Overall employment numbers fell below what the market anticipated, with 73,000 July job additions compared to estimates for 104,000, making it more likely that a mortgage rate drop is nigh and that industry hiring may escalate.
Bond market reaction to the Bureau of Labor Statistics data could lower long-term mortgage rates near term, according to First American Senior Economist Sam Williamson’s commentary.
“Markets often move ahead of policy, and rising expectations of a cut could begin to lower long-term yields. That may lead to a modest decline in mortgage rates even before the Fed acts,” he said.
Treasury bond prices jumped higher immediately after the employment report’s release, putting downward pressure on rate-indicative yields, but trading in mortgage bonds more directly tied to the industry’s rates was mixed, according to FHN Financial strategist Walt Schmidt’s report.
In the jobs report, total nonbank mortgage payroll estimates, which have one-month lag compared to other employment data, matched revised numbers at 267,000. Loan broker numbers inched down from May while positions in real estate credit eked out a small gain.
How the job numbers could impact Fed policy
“We expect that this labor market softening will prompt the Fed to cut rates twice this year and once in 2026,” said Joel Kan, vice president and deputy chief economist at the Mortgage Bankers Association.

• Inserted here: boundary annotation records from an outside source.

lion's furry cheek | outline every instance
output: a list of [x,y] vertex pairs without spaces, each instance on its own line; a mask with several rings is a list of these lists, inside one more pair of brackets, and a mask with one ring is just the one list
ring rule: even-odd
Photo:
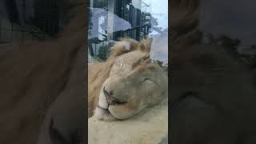
[[94,117],[98,120],[102,120],[106,122],[117,121],[117,119],[113,117],[109,111],[98,107],[97,107],[94,110]]

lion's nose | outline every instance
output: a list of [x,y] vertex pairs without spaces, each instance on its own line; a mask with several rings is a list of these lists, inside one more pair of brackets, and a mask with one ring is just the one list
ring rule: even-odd
[[122,102],[119,98],[114,97],[114,90],[107,90],[103,87],[103,92],[106,96],[106,102],[110,105],[115,105],[115,104],[123,104],[125,102]]

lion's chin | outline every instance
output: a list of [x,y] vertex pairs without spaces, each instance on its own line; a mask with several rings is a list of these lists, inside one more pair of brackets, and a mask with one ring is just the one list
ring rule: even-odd
[[112,122],[118,120],[110,113],[108,110],[102,109],[100,107],[97,107],[94,110],[94,117],[96,117],[96,118],[98,120],[106,122]]

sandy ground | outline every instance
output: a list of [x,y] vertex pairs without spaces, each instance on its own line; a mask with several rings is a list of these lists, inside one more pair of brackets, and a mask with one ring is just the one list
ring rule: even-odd
[[168,99],[126,121],[88,120],[89,144],[156,144],[168,129]]

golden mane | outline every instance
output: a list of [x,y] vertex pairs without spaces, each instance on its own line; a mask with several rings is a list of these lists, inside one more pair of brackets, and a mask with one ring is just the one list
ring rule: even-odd
[[[129,48],[123,42],[128,42]],[[88,118],[93,115],[94,110],[98,102],[100,89],[108,78],[115,59],[124,54],[134,50],[149,53],[151,42],[151,38],[143,39],[141,42],[131,38],[120,38],[120,41],[110,48],[111,54],[105,62],[88,64]]]

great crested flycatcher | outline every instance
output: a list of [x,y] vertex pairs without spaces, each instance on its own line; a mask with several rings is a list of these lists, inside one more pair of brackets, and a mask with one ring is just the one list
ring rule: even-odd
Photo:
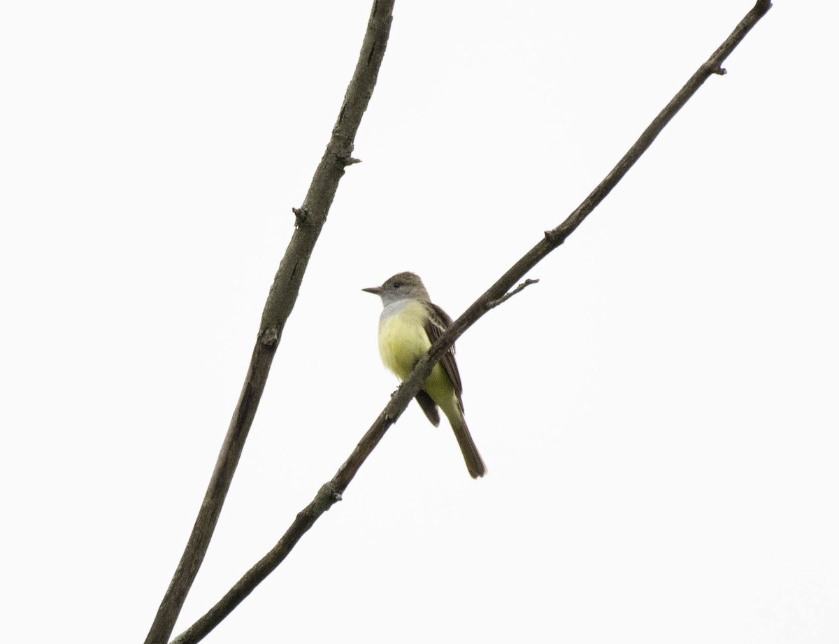
[[[384,310],[378,319],[378,351],[384,366],[404,380],[431,343],[451,325],[451,318],[431,302],[420,276],[413,273],[397,273],[381,286],[362,290],[382,298]],[[487,467],[463,418],[462,392],[452,345],[434,366],[416,401],[435,427],[440,424],[438,405],[443,410],[469,474],[477,479],[487,473]]]

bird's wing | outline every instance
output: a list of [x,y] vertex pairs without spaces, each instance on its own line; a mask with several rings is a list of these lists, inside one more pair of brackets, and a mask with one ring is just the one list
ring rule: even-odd
[[[425,309],[428,310],[428,318],[425,320],[425,334],[433,345],[437,338],[443,335],[443,332],[451,326],[451,318],[449,314],[431,302],[425,302]],[[443,366],[443,370],[455,387],[455,393],[460,400],[463,392],[463,385],[461,383],[461,374],[457,371],[457,363],[455,361],[455,346],[449,347],[443,357],[440,359],[440,364]]]

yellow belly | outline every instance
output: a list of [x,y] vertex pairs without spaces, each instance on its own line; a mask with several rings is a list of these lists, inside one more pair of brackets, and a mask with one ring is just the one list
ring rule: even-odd
[[[393,305],[398,307],[395,313],[386,309],[382,316],[378,326],[378,351],[384,366],[402,381],[408,377],[431,343],[424,325],[427,314],[425,307],[419,302],[400,304]],[[439,363],[435,365],[423,389],[444,412],[451,406],[454,387]]]

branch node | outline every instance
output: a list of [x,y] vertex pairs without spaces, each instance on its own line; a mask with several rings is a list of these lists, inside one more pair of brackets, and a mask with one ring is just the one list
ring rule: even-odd
[[259,341],[267,346],[273,346],[279,341],[279,332],[277,330],[277,327],[269,326],[264,331],[263,331],[262,337],[259,338]]
[[341,501],[342,498],[338,491],[335,489],[332,481],[324,483],[317,491],[310,509],[315,516],[321,515],[339,501]]
[[[548,232],[550,232],[550,231],[547,231],[547,232],[545,232],[545,235],[547,235]],[[519,284],[519,286],[517,286],[515,288],[513,288],[512,291],[510,291],[509,293],[508,293],[503,297],[498,298],[498,299],[492,299],[492,300],[490,300],[489,302],[487,302],[487,310],[488,311],[490,309],[494,309],[498,304],[503,304],[504,302],[506,302],[507,300],[508,300],[510,298],[512,298],[517,293],[520,293],[521,291],[524,291],[525,288],[527,288],[529,286],[530,286],[530,284],[535,284],[535,283],[539,283],[538,279],[525,279],[524,282],[522,282],[520,284]]]
[[291,211],[294,213],[294,227],[302,228],[306,224],[309,223],[309,210],[305,208],[292,208]]

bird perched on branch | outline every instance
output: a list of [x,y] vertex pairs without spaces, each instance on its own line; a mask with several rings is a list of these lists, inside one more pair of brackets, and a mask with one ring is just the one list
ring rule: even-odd
[[[382,298],[384,310],[378,319],[378,351],[384,366],[403,381],[431,344],[451,325],[451,318],[431,302],[420,276],[413,273],[397,273],[381,286],[362,290]],[[487,467],[463,418],[462,392],[455,348],[451,346],[434,366],[416,401],[435,427],[440,424],[437,407],[443,410],[469,474],[475,479],[483,476]]]

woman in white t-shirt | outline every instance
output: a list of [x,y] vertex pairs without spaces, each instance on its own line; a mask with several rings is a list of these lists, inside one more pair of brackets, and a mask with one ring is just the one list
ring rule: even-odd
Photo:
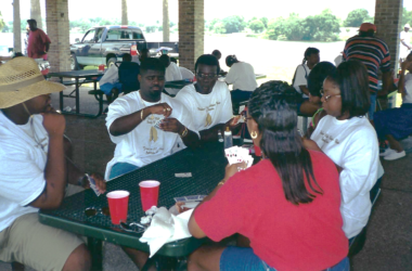
[[[404,75],[405,70],[408,75]],[[398,140],[412,134],[412,53],[401,64],[401,74],[398,83],[398,92],[402,94],[402,105],[400,108],[391,108],[376,112],[373,122],[377,137],[381,140],[388,140],[389,147],[381,156],[385,160],[395,160],[404,157],[407,154]]]
[[324,152],[339,171],[343,230],[358,235],[371,214],[370,191],[381,175],[376,132],[365,117],[370,107],[365,66],[343,62],[323,82],[322,106],[327,113],[314,129],[307,149]]
[[217,141],[232,119],[232,102],[228,86],[218,81],[219,61],[211,54],[201,55],[195,63],[196,82],[176,95],[193,117],[193,128],[202,141]]
[[252,92],[257,88],[257,81],[254,67],[246,62],[241,62],[236,55],[228,55],[226,65],[230,67],[226,76],[226,82],[233,83],[233,90],[230,92],[232,103],[239,104],[249,100]]
[[305,51],[304,61],[297,66],[292,79],[292,86],[301,94],[301,101],[297,105],[297,113],[312,116],[319,106],[309,103],[308,76],[310,70],[320,62],[319,49],[309,47]]

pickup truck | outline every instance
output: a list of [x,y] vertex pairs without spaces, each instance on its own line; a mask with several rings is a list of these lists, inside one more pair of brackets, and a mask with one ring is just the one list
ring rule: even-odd
[[70,44],[70,67],[82,69],[85,66],[105,64],[107,67],[121,61],[125,53],[138,55],[139,50],[147,48],[153,54],[156,48],[168,47],[176,55],[178,42],[146,42],[143,31],[136,26],[96,26],[86,31],[81,41]]

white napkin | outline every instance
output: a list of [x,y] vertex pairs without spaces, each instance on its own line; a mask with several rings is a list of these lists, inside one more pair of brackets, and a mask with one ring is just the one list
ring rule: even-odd
[[165,207],[157,209],[157,212],[153,216],[151,225],[140,238],[140,242],[147,243],[151,249],[151,258],[164,244],[192,236],[188,229],[192,212],[193,209],[175,216]]

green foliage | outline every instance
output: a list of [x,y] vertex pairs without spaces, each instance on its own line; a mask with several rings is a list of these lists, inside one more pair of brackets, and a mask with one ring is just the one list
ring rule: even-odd
[[348,17],[344,22],[346,27],[359,27],[362,23],[372,23],[372,17],[368,10],[358,9],[349,12]]
[[272,40],[335,41],[339,33],[339,20],[330,10],[306,18],[292,13],[288,18],[270,21],[267,30]]
[[227,34],[240,33],[246,27],[244,17],[239,15],[226,17],[221,23],[223,24]]
[[224,28],[224,25],[223,23],[217,23],[215,24],[215,33],[216,34],[226,34],[226,28]]
[[155,25],[146,26],[146,33],[155,33],[156,29],[157,29],[157,26]]
[[265,24],[260,20],[255,20],[250,22],[249,28],[254,33],[261,33],[265,30]]
[[265,28],[268,28],[269,20],[267,17],[261,17],[260,21],[263,23]]

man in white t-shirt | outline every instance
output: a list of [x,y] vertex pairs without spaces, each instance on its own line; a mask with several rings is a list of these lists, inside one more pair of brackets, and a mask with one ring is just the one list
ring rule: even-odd
[[405,24],[403,26],[403,31],[400,33],[400,62],[403,62],[407,59],[408,54],[411,52],[411,33],[409,31],[411,26]]
[[[166,74],[165,74],[166,81],[182,80],[182,73],[180,72],[180,68],[178,67],[178,65],[176,65],[175,62],[170,62],[169,55],[162,54],[162,56],[159,57],[159,61],[166,67]],[[179,92],[179,89],[166,88],[166,91],[167,93],[171,95],[176,95]]]
[[[90,254],[77,235],[41,224],[38,210],[57,208],[89,178],[65,159],[65,119],[53,113],[37,63],[16,57],[0,66],[0,260],[35,270],[89,270]],[[105,182],[93,176],[103,193]]]
[[235,55],[228,55],[226,64],[230,69],[224,80],[228,85],[233,83],[233,90],[230,92],[232,103],[248,101],[257,88],[254,67],[249,63],[240,62]]
[[195,63],[197,81],[176,95],[176,100],[189,108],[202,141],[217,140],[218,131],[223,134],[233,115],[228,86],[217,80],[219,70],[219,62],[214,55],[201,55]]
[[159,60],[142,62],[139,81],[139,91],[118,98],[108,107],[106,127],[116,150],[106,167],[107,180],[198,142],[186,107],[162,93],[165,66]]
[[304,61],[297,66],[292,86],[301,94],[301,101],[298,103],[298,114],[312,116],[319,107],[309,102],[308,76],[310,70],[320,62],[319,49],[309,47],[304,54]]

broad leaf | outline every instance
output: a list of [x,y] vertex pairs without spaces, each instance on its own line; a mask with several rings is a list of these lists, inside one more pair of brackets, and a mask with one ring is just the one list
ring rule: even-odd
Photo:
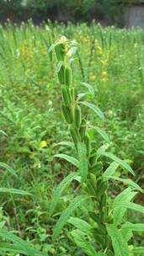
[[83,105],[88,107],[88,108],[91,109],[92,110],[93,110],[93,111],[97,114],[97,115],[98,115],[99,117],[100,117],[102,120],[104,119],[104,114],[103,114],[103,112],[100,110],[100,109],[99,109],[99,107],[93,105],[93,104],[91,104],[91,103],[86,102],[86,101],[81,101],[80,103],[81,103],[82,104],[83,104]]
[[53,230],[53,235],[52,235],[52,240],[55,242],[57,237],[59,236],[61,229],[67,223],[69,216],[72,215],[72,213],[78,208],[80,205],[83,205],[84,200],[86,200],[88,197],[83,195],[77,195],[75,197],[68,205],[68,207],[62,212],[61,215],[58,221],[56,222],[54,230]]
[[128,172],[130,172],[132,175],[135,175],[134,171],[131,168],[131,166],[125,163],[124,160],[120,159],[119,157],[115,157],[114,154],[109,153],[109,152],[104,152],[103,156],[105,156],[113,161],[119,163],[121,167],[123,167],[125,169],[126,169]]
[[72,163],[73,165],[75,165],[77,168],[79,166],[79,161],[77,159],[72,157],[70,157],[70,156],[67,156],[67,155],[65,155],[65,154],[57,154],[57,155],[55,155],[54,157],[65,159],[65,160]]
[[84,143],[78,143],[79,171],[82,176],[82,183],[85,182],[88,175],[87,148]]
[[115,225],[107,225],[108,234],[111,237],[115,256],[129,256],[128,244],[120,230]]
[[61,195],[66,187],[76,178],[77,177],[77,173],[72,173],[67,175],[62,181],[59,184],[57,188],[55,189],[53,200],[50,207],[50,214],[51,215],[61,198]]

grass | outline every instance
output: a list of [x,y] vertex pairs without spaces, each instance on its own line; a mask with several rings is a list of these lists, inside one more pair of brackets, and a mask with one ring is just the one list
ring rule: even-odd
[[[35,27],[29,22],[0,27],[0,130],[7,134],[0,134],[0,162],[8,164],[18,174],[16,179],[2,168],[1,187],[33,195],[21,197],[3,194],[0,199],[1,221],[50,255],[71,255],[76,253],[72,243],[69,242],[67,248],[62,241],[61,246],[51,245],[55,220],[49,217],[52,192],[72,170],[70,164],[53,157],[62,151],[62,146],[56,143],[68,137],[68,132],[64,131],[67,126],[61,122],[56,59],[48,54],[60,34],[78,42],[79,55],[72,67],[75,87],[82,93],[82,81],[93,87],[96,96],[90,99],[104,113],[111,152],[127,160],[141,186],[144,34],[142,29],[102,29],[85,24],[66,27],[47,23]],[[94,125],[99,122],[104,126],[90,111],[88,115]],[[99,136],[97,141],[101,146]],[[67,147],[68,154],[70,150]],[[68,193],[58,212],[71,201],[71,189]],[[137,216],[131,217],[135,221]],[[77,252],[77,255],[80,253]]]

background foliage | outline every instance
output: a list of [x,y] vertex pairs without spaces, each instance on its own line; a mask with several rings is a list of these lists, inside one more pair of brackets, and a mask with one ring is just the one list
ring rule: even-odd
[[[63,150],[56,144],[68,140],[67,130],[61,124],[55,56],[48,54],[58,35],[78,42],[79,56],[72,67],[74,84],[82,93],[82,81],[93,86],[95,97],[90,100],[106,117],[102,124],[88,112],[89,119],[94,125],[99,123],[104,127],[109,135],[110,151],[126,159],[136,172],[134,180],[143,188],[143,30],[71,23],[67,26],[43,23],[40,27],[31,22],[20,26],[8,23],[0,27],[0,130],[5,132],[0,137],[0,157],[18,173],[15,179],[1,168],[0,173],[4,174],[1,187],[20,188],[33,195],[21,198],[3,193],[1,221],[50,255],[81,255],[72,241],[66,247],[67,227],[61,233],[61,246],[54,248],[51,240],[56,222],[56,218],[49,216],[51,194],[62,177],[73,170],[71,164],[53,158]],[[96,141],[102,146],[99,135]],[[67,147],[66,153],[70,155],[71,151]],[[77,193],[77,183],[73,188]],[[58,215],[71,201],[71,192],[69,188],[67,195],[63,195],[56,208]],[[117,193],[115,184],[112,193],[114,196]],[[143,197],[136,201],[143,204]],[[82,212],[79,210],[77,214]],[[129,215],[133,222],[141,218],[138,214]],[[135,243],[142,246],[144,242],[137,235]]]
[[123,25],[124,8],[141,0],[1,0],[0,19],[19,22],[51,20],[88,21],[106,19],[108,24]]

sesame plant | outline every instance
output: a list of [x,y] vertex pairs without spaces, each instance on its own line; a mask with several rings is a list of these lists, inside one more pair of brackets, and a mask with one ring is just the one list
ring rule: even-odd
[[[0,134],[7,136],[7,134],[0,130]],[[4,163],[0,163],[1,171],[4,170],[6,173],[10,175],[13,175],[16,179],[18,179],[18,175],[15,171],[10,168],[8,164]],[[30,193],[24,191],[22,189],[16,189],[13,188],[2,188],[0,187],[0,193],[9,194],[11,196],[13,195],[20,195],[21,196],[29,196],[32,195]],[[7,228],[7,224],[8,221],[8,218],[4,216],[3,214],[3,208],[0,208],[0,255],[12,255],[8,253],[14,253],[13,255],[19,255],[18,253],[21,253],[23,255],[34,255],[34,256],[45,256],[45,253],[40,252],[37,249],[35,249],[30,244],[26,243],[21,237],[16,236],[13,232],[10,232]],[[6,242],[7,241],[7,242]]]
[[[144,224],[132,223],[128,218],[129,211],[144,214],[144,207],[134,202],[136,195],[143,190],[127,178],[128,174],[131,177],[135,175],[131,166],[109,152],[108,135],[99,126],[91,125],[85,115],[84,108],[89,108],[99,118],[104,120],[99,107],[85,101],[89,94],[93,96],[93,88],[83,83],[88,93],[78,93],[73,84],[72,67],[77,51],[77,43],[60,36],[49,51],[53,50],[61,85],[61,109],[72,138],[72,141],[60,144],[75,150],[74,156],[60,153],[55,157],[71,163],[75,171],[64,178],[56,189],[51,216],[56,213],[64,189],[71,183],[77,182],[78,185],[77,195],[73,191],[73,199],[54,227],[52,240],[56,242],[67,224],[68,238],[76,243],[77,248],[84,253],[83,255],[144,255],[144,247],[133,243],[135,232],[141,235]],[[99,148],[89,136],[89,129],[98,132],[105,141]],[[111,189],[113,183],[121,183],[123,190],[115,193]],[[83,211],[83,218],[80,214],[77,216],[77,212],[82,212],[77,209]]]

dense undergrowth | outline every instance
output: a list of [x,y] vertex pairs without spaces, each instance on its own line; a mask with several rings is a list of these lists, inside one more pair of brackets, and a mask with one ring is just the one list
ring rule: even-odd
[[[106,120],[104,124],[88,110],[89,120],[94,125],[104,126],[110,152],[126,159],[135,170],[134,180],[142,187],[144,34],[142,29],[102,29],[84,24],[67,27],[51,23],[40,27],[30,23],[19,27],[8,24],[0,27],[0,130],[4,132],[0,136],[0,157],[18,174],[15,179],[2,168],[1,187],[33,195],[2,194],[2,225],[14,228],[21,237],[50,255],[83,255],[68,240],[68,227],[60,243],[51,243],[56,221],[49,216],[51,195],[56,184],[73,170],[71,164],[53,157],[63,150],[56,143],[69,137],[61,123],[56,56],[48,53],[58,35],[78,42],[78,55],[72,64],[73,83],[81,93],[85,93],[83,82],[93,86],[95,96],[89,99],[100,107]],[[90,136],[93,138],[93,131]],[[98,147],[102,146],[101,137],[94,136]],[[70,155],[71,151],[67,147],[65,152]],[[77,184],[73,186],[77,189]],[[114,195],[118,192],[114,184],[113,190]],[[64,195],[58,215],[71,200],[71,192],[69,189]],[[142,204],[143,195],[136,200]],[[134,222],[141,219],[141,216],[129,215]],[[134,243],[142,246],[144,242],[137,236]]]

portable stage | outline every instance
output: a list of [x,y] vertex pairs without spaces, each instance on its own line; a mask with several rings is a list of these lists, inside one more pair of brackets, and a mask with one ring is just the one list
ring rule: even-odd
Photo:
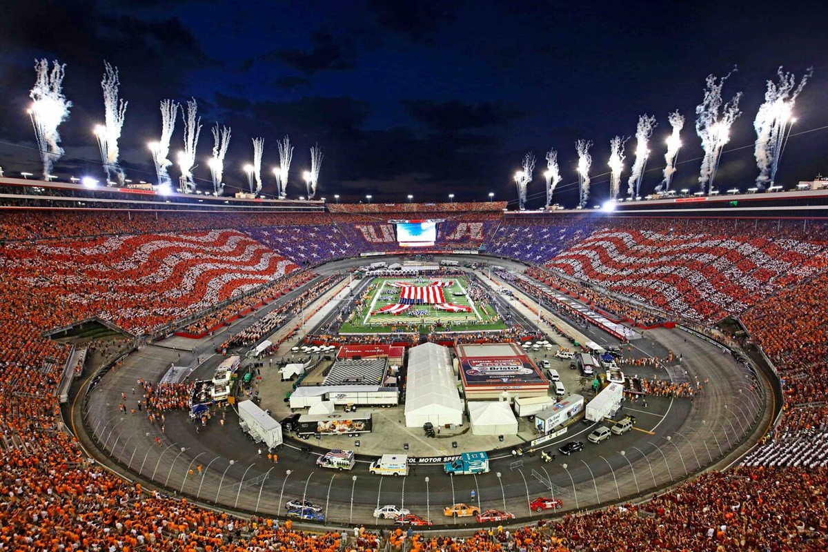
[[545,396],[549,380],[514,343],[461,343],[455,347],[467,401]]

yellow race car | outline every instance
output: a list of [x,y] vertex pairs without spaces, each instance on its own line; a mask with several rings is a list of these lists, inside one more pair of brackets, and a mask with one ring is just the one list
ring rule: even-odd
[[476,506],[466,506],[465,504],[455,504],[446,506],[443,510],[444,516],[452,517],[464,517],[468,516],[477,516],[480,513],[480,509]]

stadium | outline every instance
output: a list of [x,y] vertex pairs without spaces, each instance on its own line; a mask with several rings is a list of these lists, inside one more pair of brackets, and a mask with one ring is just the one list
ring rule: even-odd
[[828,550],[825,49],[728,96],[805,20],[18,3],[0,550]]

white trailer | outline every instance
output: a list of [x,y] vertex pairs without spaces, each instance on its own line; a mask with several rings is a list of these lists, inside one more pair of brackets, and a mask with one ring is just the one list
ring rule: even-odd
[[254,442],[263,443],[267,449],[282,444],[282,425],[253,401],[238,403],[238,425]]
[[610,383],[595,398],[586,403],[585,416],[591,422],[601,421],[619,409],[623,396],[623,386],[620,383]]
[[556,402],[551,396],[516,396],[515,414],[518,416],[533,416],[551,408]]
[[547,434],[555,428],[566,423],[584,410],[584,397],[570,395],[563,401],[555,403],[551,409],[535,415],[535,427],[542,434]]

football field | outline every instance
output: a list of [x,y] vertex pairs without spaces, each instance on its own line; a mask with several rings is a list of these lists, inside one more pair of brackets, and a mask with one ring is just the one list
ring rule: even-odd
[[439,326],[445,331],[505,328],[485,301],[469,296],[465,278],[374,278],[362,308],[342,332],[392,331],[399,326]]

Some of the other commentary released in response to the jobs data predicted that a Fed cut could come immediately at the September meeting.
Traders had been pricing in 40% odds of a Fed rate cut. But that number has risen to 63%, according to Nigel Green, CEO of deVere Group, a financial consulting firm.
“This report is a major red flag. The headline miss is bad enough. But the real story is the scale of the revisions,” he said, referring to a change from 147,000 to just 14,000 in June and a drop from 144,000 to 19,000 in May.
“This likely changes the Fed’s calculus,” Green said. “The data the central bank had been relying on has now been invalidated.”
However, the Fed still could think twice about a rate cut in September if the inflation reading is high, according to the latest commentary by Melissa Cohn, regional vice president at William Raveis Mortgage.
“With tariffs rolling out August 1, there will also likely not be enough data on the impact of tariffs on inflation for the Fed to move in September,” she added.
Fed policy has an indirect role relative to mortgage rates but one important to watch, Cody Echols, capital markets technology advisor at MCT, said in his commentary on the jobs numbers.
“While the Fed has a direct impact on the fed funds rate and what are considered short term rates, changing the fed funds rate can stimulate long term rates like mortgages over time,” he said.
However, he warned there isn’t always a correlation between the two.
“Disconnects can occur where market sentiment and overall economic conditions can weigh on the responsiveness of long-term rates when the Fed adjusts, ultimately leading to higher mortgage rates in the short run in some cases,” Echols said.
A slowdown in hiring at builders also showed up in the latest jobs numbers, which suggests they don’t necessarily bode well for residential real estate on a net basis.
“Without a significant drop in rates, with a slowing in construction employment, with some credit stress in lower income households, it is hard to find good news for housing in the data,” said Doug Duncan, former senior vice president and chief economist at Fannie Mae.